Funcionários locais disseram que a prática gerava grandes quantidades de papelada que principalmente satisfaziam requisitos de reunião em vez de refletir a realidade, desviando tempo e recursos da implementação de políticas e da resolução de problemas subjacentes.

Outros apontaram requisitos procedimentais excessivamente detalhados de departamentos superiores.

Um funcionário de vila mencionou disputas que anteriormente podiam ser resolvidas por mediação informal e comunicação direta, mas agora frequentemente exigiam papelada extensa, uploads digitais e documentação completa em áudio e vídeo.

Os procedimentos de conformidade podem levar mais tempo do que a própria mediação, disse o funcionário, acrescentando que quadros mais velhos às vezes tinham que trazer colegas mais jovens simplesmente para lidar com as tarefas exigidas baseadas em smartphone.

Com o tempo, um foco excessivo na conformidade procedimental poderia ofuscar resultados substantivos, alertou a reportagem.

A reportagem também observou a dificuldade de implementar o mecanismo de tolerância a erros, uma estrutura institucional formal introduzida pelo Partido Comunista para proteger funcionários locais, quadros e executivos de empresas estatais de punição política ou de carreira quando suas políticas ou reformas inovadoras e bem-intencionadas falham.

Embora a política tenha sido introduzida para proteger funcionários agindo de boa fé, alguns quadros locais disseram que o medo de reclamações e medidas de responsabilização continuava a desencorajar a iniciativa.

Seja o que for que façamos, a primeira coisa em que pensamos é se isso poderia causar problemas, foi citado um funcionário municipal dizendo na reportagem.

A coleta de dados emergiu como outra fonte de frustração.
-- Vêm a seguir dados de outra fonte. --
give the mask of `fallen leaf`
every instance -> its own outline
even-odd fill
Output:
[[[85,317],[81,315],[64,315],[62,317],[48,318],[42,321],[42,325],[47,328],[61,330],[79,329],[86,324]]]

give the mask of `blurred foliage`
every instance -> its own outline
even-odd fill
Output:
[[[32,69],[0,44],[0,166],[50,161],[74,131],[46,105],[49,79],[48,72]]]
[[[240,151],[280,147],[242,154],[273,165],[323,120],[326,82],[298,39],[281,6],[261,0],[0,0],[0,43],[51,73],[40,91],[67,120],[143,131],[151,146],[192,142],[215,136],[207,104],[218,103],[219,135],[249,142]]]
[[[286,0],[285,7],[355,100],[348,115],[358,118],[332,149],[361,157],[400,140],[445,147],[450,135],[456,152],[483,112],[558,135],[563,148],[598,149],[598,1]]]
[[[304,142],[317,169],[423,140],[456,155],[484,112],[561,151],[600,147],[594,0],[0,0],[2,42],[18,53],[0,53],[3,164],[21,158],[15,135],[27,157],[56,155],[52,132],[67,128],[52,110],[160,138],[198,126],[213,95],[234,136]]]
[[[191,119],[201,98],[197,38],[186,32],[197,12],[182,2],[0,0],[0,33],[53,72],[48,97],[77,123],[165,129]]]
Funcionários descreveram pedidos frequentes de estatísticas com prazos apertados, às vezes envolvendo informações difíceis de verificar dentro do tempo permitido.

Em resposta, alguns admitiram recorrer a registros desatualizados ou dados fabricados simplesmente para atender aos requisitos de relatório.

A reportagem também disse que um foco excessivo em documentação havia fomentado uma cultura de deixar uma marca, já que alguns funcionários tratavam rastros de papel como uma salvaguarda contra responsabilização.

Mas essa prática, alertou, poderia drenar o moral e esgotar a energia de funcionários locais, que poderiam ficar preocupados em produzir e compilar retroativamente registros para inspeção em vez de focar em trabalho substantivo.

Requisitos para materiais de reunião no nível de base deveriam ser simplificados, e funcionários deveriam ser encorajados a falar sem roteiros preparados, disse um funcionário.

Especialistas citados na reportagem sugeriram linhas mais claras de responsabilidade e uma mudança de avaliações baseadas em processo para avaliações baseadas em resultados.

Eles disseram que mais precisava ser feito para estabelecer critérios mais claros e práticos para aplicar o mecanismo de tolerância a erros, bem como fazer maior uso de estudos de caso e precedentes.

Material de referencia publicado por SCMP.